僕も君も無機質な現実に辟易して、でも受け入れざるを得ない理由があって、この大都会の真ん中で生を紡ぐ。こんな世界に生きる理由も、死ぬ選択肢もどちらも僕達にはなくて、日めくりカレンダーを裂くようにただ時を食い潰す。
きっとこの世界には愛も夢も、希望も絶望も何もなくて、僕達を取り巻く無色透明の時間は現実ではないし、過去も未来も指し示さない。そのことに気付いている君と僕はきっとお互いを優しくできる、思いやることができる。
ほらご覧、あそこにも死が転がっているよ。僕達にとって死なんて特別なことじゃないし、ただ君とともに同じ道を歩んで、それを愛とか恋とか呼ばないことが大切なんだ。

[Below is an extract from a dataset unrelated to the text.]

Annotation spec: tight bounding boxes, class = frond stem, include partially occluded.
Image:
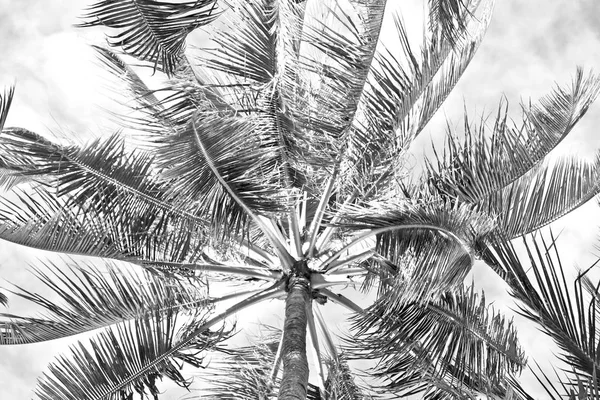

誰かに会いたいと感じる瞬間にだけ、僕は生を感じる。もうどうしようもない感情を僕はコントロールしなければならない。
『夜空はいつでも最高密度の青色だ』
漆黒にしか見えなかった夜空を青色に感じるとき、僕達はこの都会で生きていく自信をちょっとだけ持てるのかもしれない。僕一人だったら何の感傷も抱かない時間も空間も、君となら少しづつ大切なものに変わっていくかもしれない。
『夜空はいつでも最高密度の青色だ』
僕は遠い夜空を見上げ、心の中で叫ぶ。僕と同じく、都会の生活を息苦しく感じる君とともに。きっと君にも見えているはずだ、あの最高密度の青色が。